Recent statistics indicate that the cost of a college education continues to soar. According to the College Board, the average budget for one year of education at a public university is around $25,000 (including tuition, fees, books, room and board and other living expenses). At a private college, this soars to nearly $51,000.
Fortunately, Section 529 college savings plans are available to help families with this financial burden. Surprisingly, though, many Americans are not aware of 529 plans. According to a survey conducted by Edward Jones, nearly 75 percent of Americans have no idea what a Section 529 plan is.
Even among those who are aware of Section 529 plans, there are a lot of misunderstandings and misconceptions. Here are 5 myths that are commonly associated with 529 plans:
Myth 1: Our kid has to go to college in the same state where the plan is established.
Fact: Most states have at least one Section 529 plan, and students are free to attend college wherever they please, no matter where a plan is established.
You can apply your 529 funds to almost any college as long as it is eligible for Title IV federal student aid. This includes not only traditional four-year colleges and private universities, but also trade schools, graduate schools and community colleges.
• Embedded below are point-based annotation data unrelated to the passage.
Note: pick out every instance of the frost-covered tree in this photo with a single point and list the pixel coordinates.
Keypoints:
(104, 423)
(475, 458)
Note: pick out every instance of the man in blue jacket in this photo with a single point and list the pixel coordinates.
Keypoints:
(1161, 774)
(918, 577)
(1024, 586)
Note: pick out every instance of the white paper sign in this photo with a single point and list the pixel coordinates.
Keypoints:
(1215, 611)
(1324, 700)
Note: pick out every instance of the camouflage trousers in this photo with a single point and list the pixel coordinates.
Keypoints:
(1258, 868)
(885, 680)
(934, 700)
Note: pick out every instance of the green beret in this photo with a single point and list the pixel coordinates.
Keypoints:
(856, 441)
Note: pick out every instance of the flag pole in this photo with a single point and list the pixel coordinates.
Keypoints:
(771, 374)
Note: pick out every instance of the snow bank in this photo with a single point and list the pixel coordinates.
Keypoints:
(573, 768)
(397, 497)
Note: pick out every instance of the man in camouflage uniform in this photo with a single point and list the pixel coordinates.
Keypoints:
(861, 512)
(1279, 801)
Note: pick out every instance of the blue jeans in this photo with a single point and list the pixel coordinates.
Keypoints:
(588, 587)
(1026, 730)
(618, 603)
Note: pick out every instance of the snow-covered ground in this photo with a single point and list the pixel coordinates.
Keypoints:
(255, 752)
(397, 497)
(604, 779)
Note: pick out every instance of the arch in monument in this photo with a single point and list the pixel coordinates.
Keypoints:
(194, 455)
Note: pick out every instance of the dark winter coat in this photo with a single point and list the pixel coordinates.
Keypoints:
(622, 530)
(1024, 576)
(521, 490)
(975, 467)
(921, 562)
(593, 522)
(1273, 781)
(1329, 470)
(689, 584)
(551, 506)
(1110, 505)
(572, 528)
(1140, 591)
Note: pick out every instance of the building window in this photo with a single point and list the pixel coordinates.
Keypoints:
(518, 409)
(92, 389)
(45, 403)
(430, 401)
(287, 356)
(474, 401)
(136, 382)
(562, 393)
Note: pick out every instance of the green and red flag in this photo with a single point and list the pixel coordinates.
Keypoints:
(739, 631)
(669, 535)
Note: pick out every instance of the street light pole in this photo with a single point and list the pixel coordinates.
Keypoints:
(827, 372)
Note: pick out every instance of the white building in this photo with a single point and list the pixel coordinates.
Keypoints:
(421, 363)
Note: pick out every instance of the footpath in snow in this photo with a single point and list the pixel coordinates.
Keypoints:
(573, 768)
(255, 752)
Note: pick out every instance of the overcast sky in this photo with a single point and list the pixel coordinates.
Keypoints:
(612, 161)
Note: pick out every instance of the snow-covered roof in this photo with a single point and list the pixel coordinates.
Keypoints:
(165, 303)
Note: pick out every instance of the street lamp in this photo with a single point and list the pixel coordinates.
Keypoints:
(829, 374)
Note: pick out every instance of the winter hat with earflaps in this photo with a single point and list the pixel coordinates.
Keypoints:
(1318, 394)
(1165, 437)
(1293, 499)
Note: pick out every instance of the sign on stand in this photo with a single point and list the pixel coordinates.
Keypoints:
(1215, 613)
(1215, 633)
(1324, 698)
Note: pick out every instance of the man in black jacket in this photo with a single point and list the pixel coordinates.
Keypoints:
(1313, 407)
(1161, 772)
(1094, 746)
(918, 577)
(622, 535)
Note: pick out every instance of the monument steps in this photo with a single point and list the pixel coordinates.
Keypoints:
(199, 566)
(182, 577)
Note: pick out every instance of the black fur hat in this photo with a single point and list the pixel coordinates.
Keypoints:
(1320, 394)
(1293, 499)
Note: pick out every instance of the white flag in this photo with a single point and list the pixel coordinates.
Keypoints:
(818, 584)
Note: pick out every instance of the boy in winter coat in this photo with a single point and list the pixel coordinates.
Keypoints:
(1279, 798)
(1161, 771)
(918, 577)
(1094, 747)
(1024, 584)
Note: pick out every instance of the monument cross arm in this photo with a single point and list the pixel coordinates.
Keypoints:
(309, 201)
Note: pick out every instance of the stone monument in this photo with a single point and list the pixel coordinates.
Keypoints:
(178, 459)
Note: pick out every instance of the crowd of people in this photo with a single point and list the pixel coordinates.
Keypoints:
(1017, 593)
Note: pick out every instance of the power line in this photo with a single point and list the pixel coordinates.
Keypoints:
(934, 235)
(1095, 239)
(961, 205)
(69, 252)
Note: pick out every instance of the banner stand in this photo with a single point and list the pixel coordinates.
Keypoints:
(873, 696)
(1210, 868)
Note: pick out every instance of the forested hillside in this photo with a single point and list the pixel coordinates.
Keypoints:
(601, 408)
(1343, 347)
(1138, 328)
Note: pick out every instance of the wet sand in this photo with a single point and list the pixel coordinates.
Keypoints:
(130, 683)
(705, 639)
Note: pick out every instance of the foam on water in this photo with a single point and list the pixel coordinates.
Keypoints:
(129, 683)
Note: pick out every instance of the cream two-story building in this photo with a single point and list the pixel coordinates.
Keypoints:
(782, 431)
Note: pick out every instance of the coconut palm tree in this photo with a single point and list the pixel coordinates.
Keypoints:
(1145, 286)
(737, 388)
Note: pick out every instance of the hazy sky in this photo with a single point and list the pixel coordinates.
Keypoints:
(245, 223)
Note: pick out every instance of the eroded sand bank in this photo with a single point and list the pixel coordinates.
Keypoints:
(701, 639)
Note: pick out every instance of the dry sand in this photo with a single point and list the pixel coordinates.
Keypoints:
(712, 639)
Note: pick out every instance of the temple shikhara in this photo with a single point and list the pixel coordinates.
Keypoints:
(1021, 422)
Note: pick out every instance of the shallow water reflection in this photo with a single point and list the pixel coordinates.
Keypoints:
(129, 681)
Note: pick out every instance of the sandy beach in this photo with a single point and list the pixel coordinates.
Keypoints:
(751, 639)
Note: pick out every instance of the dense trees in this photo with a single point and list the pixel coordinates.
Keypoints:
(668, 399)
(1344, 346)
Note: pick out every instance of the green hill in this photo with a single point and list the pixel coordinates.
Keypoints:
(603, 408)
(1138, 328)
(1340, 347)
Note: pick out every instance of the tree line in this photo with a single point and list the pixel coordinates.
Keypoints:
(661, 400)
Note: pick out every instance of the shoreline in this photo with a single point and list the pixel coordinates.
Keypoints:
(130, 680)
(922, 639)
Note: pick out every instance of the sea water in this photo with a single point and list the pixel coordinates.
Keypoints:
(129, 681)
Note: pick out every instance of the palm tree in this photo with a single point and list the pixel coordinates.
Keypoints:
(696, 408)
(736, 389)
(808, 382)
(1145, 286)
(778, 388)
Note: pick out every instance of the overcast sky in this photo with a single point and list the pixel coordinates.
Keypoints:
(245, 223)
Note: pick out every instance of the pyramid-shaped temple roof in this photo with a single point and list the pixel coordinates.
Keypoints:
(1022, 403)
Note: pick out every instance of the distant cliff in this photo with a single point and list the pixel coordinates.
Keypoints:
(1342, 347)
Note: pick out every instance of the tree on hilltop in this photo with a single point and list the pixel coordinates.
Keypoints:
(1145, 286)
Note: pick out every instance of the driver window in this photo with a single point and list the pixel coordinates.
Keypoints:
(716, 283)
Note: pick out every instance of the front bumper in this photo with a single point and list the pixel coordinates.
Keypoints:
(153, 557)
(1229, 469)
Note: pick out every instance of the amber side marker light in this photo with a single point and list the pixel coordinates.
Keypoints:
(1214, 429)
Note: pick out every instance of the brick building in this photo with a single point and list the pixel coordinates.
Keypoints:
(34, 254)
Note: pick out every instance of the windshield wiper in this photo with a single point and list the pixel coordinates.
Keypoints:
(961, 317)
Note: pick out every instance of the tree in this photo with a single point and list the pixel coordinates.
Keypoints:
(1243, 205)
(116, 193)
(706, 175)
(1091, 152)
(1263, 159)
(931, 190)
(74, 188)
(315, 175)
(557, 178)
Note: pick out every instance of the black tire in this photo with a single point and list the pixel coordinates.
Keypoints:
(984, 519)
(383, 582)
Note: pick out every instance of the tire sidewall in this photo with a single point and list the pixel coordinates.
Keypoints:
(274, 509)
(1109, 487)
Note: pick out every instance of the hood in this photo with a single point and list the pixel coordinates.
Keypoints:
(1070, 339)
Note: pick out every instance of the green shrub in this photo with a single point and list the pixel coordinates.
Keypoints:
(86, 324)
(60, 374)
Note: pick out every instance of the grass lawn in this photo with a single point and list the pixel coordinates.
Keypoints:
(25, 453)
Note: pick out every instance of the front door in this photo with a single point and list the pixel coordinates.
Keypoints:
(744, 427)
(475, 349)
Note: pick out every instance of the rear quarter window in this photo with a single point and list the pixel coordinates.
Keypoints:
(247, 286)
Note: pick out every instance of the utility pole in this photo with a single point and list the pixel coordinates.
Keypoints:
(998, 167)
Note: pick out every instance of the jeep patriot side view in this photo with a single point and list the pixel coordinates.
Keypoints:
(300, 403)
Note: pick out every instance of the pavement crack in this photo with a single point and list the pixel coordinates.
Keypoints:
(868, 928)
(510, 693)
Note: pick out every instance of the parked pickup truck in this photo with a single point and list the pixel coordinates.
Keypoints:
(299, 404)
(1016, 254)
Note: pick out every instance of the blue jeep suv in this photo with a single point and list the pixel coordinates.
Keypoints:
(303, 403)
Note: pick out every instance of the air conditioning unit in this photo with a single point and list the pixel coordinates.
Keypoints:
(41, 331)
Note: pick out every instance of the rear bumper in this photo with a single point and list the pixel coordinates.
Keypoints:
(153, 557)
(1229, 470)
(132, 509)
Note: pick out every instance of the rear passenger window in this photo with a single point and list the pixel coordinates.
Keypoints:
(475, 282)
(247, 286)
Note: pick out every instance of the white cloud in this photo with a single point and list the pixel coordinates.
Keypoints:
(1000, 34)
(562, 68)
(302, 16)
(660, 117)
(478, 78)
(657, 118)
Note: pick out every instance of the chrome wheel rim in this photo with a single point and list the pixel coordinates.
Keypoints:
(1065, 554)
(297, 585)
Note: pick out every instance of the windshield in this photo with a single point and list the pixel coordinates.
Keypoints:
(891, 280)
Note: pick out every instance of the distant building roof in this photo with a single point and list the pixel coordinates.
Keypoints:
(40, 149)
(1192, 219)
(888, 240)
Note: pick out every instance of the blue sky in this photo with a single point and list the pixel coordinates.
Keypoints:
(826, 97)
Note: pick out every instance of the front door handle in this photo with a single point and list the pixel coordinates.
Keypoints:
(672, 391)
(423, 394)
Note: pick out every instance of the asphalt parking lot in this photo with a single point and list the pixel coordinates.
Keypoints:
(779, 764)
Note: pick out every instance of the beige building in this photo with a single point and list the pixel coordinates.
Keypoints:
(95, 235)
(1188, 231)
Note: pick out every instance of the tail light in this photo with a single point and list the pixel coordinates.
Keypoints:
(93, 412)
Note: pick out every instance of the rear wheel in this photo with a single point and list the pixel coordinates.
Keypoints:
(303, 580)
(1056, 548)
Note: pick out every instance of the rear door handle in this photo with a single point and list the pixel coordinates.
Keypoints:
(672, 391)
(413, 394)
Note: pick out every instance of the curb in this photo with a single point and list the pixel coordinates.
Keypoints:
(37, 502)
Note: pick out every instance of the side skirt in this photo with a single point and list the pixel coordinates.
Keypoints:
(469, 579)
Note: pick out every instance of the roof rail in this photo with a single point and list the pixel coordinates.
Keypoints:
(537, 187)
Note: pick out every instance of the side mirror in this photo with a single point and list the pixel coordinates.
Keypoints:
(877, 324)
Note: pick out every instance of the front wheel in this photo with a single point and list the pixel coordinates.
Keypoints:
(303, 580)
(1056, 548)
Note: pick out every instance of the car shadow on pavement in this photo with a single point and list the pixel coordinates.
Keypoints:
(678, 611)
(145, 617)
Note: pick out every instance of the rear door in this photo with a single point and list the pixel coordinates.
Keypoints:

Be strategic about where your kids go to college. Even though most states have some type of 529 plan, some states offer a special tax break. In Kansas and Missouri, for example, you can deduct 529 contributions from your state income taxes even if you contribute to another state’s 529 plan.
Myth 2: We will lose financial aid if we have a 529 plan.
Fact: Unfortunately, this myth holds many parents back from saving money in a 529 plan. Nearly half (44%) of parents think having a 529 plan will negatively impact their financial aid eligibility. In reality, while you could lose some financial aid benefits, it’s usually not much.
Since Section 529 plans are considered a “parental asset,” they have a minimal impact on financial aid – 5.6 percent is the most schools can deduct from need-based aid. Therefore, if you have saved $10,000 in a 529 plan, the most your need-based aid could be reduced by is $560.
Myth 3: Our money will be forfeited if our kid gets a scholarship.
Fact: In most cases, you will pay a 10 percent penalty and income tax if you make a non-qualified withdrawal from a Section 529 plan.
However, if your overachiever kid qualifies for a scholarship, this is considered to be a special exception and the 10 percent penalty will be waived. Note that you still must pay income tax on the withdrawal.
There are several other special exceptions that waive the 10 percent penalty, such as if your child dies or becomes disabled or decides to join the military instead of go to college.
Myth 4: Students can’t open their own 529 accounts.
Fact: Anyone, whether parent or student, can open and contribute to a Section 529 college savings plan. So if your kid is working while going to school and wants to help out with college expenses, he or she doesn’t have to miss out on the benefits of this savings plan.
Other family members can also contribute to 529 plans. So if grandma or grandpa wants to help out with college savings, it’s easy for them to do so. Getting other family members involved in saving can help you meet your college saving goals.
Myth 5: Since there is a penalty on non-qualified withdrawals, you can only use 529 funds for college tuition.
Fact: You can use this money on a wide range of college-related expenses, not just tuition. After all, tuition isn’t the only goliath when it comes to college costs — there are still textbooks, supplies, dorm or apartment rent, groceries, etc., to worry about.
You can use your 529 savings on these and lots of other everyday living expenses your kids face while in college. As long as the money is used on things that are college-related, it won’t be subject to the penalty.